Researchers have developed a new “cell-free” approach — one derived from stem cells — that may treat Parkinson’s disease while avoiding the immune system risks of other stem cell therapies, according to two studies conducted by researcher Leo Behie, from the University of Calgary, in Canada, and collaborators in Portugal.
The newly developed technique shows promise for novel therapeutic opportunities in the future.
One of the studies, “Modulation of the Mesenchymal Stem Cell Secretome Using Computer-Controlled Bioreactors: Impact on Neuronal Cell Proliferation, Survival and Differentiation,” was published in the journal Scientific Reports. The other, “Impact of the Secretome of Human Mesenchymal Stem Cells on Brain Structure and Animal Behavior in a Rat Model of Parkinson’s Disease,” was published in the journal Stem Cells Translational Medicine.
Parkinson’s disease is characterized by the loss of certain types of neurons in the brain, which negatively affects neuronal communication and makes the body unable to control movement. There is currently no cure for the disease, but several researchers have investigated the potential benefits of stem cell technology.
Stem cells are undifferentiated cells that originate all other cell types in the body, including neurons. Stem cells can be stimulated to become the type of neurons that become affected by Parkinson’s and can potentially be transplanted into the patient’s brain, where they would replace the dying neurons.
But in order to make the person’s immune system accept the transplant, patients must take powerful immunosuppressants that leave their bodies susceptible to other diseases.
Behie and the other two leading authors of the studies, António Salgado and Nuno Sousa, developed a new approach that shows potential as a treatment for Parkinson’s and other diseases affecting the nervous system — but does not require a stem cell transplant.
The scientists used computer-controlled bioreactors to arrive at a therapeutic mixture drawn from human stem cells called mesenchymal stem cells, which are found in bone marrow. The mixture, a cultured version of the cells’ secretome, was then injected into the brains of a rat model of Parkinson’s, specifically into the striatum and substantia nigra midbrain area, and seen to aid motor recovery in the rats. (The first study described the process by which the secretome mixture was arrived at and cultured; the second details the animal experiment.)
“We observed that the secretome potentiated the increase of dopaminergic neurons (i.e., tyrosine hydroxylase-positive cells) and neuronal terminals in the SNc [substantia nigra] and STR [striatum], respectively, thereby supporting the recovery observed in the Parkinsonian rats’ motor performance outcomes (assessed by rotarod and staircase tests),” the researchers wrote in the Stem Cells article.

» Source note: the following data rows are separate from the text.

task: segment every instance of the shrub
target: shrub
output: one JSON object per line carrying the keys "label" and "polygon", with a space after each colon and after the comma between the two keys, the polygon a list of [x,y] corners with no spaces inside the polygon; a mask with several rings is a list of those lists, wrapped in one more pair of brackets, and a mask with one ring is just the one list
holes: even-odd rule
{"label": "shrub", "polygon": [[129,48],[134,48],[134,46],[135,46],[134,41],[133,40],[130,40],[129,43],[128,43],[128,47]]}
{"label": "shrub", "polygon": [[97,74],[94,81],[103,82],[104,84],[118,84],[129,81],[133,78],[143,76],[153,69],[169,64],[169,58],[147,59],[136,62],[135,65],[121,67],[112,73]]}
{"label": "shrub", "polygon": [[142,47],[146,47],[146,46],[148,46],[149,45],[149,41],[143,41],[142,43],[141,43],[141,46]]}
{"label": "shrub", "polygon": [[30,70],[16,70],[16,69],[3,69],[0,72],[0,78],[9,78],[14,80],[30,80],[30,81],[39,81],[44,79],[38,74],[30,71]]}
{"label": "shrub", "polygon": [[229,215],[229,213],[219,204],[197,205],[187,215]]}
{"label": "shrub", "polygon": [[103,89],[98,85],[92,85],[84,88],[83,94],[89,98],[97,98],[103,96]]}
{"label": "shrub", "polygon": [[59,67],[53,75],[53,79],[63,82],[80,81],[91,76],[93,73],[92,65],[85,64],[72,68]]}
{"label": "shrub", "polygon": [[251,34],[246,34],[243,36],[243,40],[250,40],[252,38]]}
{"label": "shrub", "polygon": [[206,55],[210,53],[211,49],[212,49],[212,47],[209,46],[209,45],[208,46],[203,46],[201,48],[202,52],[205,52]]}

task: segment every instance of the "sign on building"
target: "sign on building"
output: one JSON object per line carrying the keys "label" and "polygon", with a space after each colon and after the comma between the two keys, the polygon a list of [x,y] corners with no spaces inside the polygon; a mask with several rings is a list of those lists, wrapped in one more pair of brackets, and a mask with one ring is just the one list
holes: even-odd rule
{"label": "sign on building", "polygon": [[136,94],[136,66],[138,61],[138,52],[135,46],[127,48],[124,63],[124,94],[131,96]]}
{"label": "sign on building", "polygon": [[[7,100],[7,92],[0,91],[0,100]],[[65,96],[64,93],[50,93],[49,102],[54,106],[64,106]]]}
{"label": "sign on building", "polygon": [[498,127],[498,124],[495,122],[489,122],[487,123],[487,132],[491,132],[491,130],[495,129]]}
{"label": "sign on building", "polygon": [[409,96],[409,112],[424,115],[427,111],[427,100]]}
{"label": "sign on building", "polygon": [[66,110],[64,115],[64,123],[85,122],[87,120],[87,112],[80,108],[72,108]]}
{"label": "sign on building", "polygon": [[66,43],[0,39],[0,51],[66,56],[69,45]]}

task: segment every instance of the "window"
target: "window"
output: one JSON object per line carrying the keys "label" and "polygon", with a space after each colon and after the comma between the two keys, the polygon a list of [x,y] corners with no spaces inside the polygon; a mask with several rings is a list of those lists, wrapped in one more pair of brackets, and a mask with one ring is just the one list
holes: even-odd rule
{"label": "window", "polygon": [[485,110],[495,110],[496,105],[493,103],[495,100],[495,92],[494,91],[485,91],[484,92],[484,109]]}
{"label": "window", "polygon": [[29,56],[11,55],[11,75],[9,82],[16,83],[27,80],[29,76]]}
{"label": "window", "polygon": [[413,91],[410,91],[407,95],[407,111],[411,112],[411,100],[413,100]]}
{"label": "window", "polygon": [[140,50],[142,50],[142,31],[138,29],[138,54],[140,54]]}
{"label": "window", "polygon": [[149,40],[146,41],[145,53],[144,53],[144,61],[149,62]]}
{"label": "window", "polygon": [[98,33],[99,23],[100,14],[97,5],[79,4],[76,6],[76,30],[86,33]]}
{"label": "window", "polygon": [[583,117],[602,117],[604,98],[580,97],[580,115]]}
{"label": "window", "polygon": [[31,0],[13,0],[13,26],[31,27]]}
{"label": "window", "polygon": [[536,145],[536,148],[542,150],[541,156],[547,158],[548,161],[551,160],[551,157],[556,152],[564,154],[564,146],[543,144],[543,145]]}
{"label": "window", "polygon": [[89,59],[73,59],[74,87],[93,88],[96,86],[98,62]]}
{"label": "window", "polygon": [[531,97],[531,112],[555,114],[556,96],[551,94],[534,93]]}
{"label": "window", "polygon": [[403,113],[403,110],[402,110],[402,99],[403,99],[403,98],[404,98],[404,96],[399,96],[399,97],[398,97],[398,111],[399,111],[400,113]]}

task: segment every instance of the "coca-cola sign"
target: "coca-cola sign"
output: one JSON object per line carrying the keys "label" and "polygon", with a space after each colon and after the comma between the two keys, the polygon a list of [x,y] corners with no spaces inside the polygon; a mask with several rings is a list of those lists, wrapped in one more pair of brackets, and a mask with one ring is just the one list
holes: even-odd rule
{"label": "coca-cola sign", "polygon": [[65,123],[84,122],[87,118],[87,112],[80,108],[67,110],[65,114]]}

“When the secretome is introduced into the [Parkinson’s] brain, there is a powerful result,” Behie said in a news release. “We were able to show that the injured brains regenerated new neurons.”
Together, the results raise the possibility of a stem cell-based but cell-free treatment for Parkinson’s, with no need for transplants or to suppress the immune system.
The research team is now working with neurosurgeons to bring the therapy into the clinic, Behie said.